The only kind of health insurance that makes economic sense is policies which cover only the extraordinary health care expenses seldom experienced and, perhaps, through a savings plan like that of whole life insurance, the usual cost of a terminal illness.

The Superiority Of Private Pension Plans

This country made a big mistake when it decided to provide the elderly with money they need to purchase food, clothing, and shelter with a public pension plan, rather than with private pension plans.

As has been pointed out, Social Security taxes are paid out to beneficiaries, who use it to support themselves, or is loaned to the Treasury. Most of the money the Treasury borrows is used to finance entitlements, that is, payments made to people who use it to support themselves. Most of the remainder covers the cost of national defense, general government expenses, and interest on the national debt. Relatively little government spending promotes wealth creation, that is, is used in a way which will make it possible the nation's workers to produce more goods and services.

Private pension plans, on the other hand, are forbidden by law from simply passing the money they are collecting from younger, working people on to older, retired people. Instead, the money the older people receive comes from what is earned on the investments made with the money they put into the pension plan before they retired and/ or the liquidation of these investments.

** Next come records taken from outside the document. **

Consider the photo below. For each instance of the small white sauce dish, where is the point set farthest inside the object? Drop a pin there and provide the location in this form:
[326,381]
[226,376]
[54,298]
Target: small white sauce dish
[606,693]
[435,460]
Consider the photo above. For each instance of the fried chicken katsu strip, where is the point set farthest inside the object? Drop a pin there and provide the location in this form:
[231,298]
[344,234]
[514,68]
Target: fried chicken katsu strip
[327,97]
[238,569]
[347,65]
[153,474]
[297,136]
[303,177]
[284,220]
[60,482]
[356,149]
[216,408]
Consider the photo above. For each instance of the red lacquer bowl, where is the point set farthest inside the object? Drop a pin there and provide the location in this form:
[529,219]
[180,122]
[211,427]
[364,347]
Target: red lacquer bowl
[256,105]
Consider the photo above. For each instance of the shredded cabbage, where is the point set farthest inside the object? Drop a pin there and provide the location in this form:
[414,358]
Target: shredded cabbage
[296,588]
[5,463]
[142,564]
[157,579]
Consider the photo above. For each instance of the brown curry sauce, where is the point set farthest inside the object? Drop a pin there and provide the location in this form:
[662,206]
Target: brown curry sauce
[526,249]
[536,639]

One has only to look at the financial statements of the nation's businesses to see what happens to money collected from the public by financial institutions. It finances the acquisition of more and better capital stock, that is, productive assets like factories. It is these assets which makes it possible for us to produce goods and services, and their quantity and quality plays an extremely important role in determining the level of output per worker.

In the absence of large numbers of young immigrants who greatly outnumber older immigrants, the ratio people paying Social Security taxes to people receiving Social Security checks is going to continue to decline. Due to the large increase in the birth rate for two decades after World War II and its subsequent large decline, the ratio of people paying into the system to those drawing from it will be very much lower in the next century than it is now.

The more productive is the labor force, the greater is the level of output per capita. The only way to prevent the standard of living of the labor force from declining when the ratio of workers to total population declines as a result of a larger share of the population being retired is to increase productivity enough to offset the decline in this ratio. A substantial increase in productivity requires a substantial increase in investment in real and human capital.

Because Social Security reduces the need for private savings, it may reduce the amount of personal savings and, therefore, reduces the amount of productivity-increasing investment which takes place.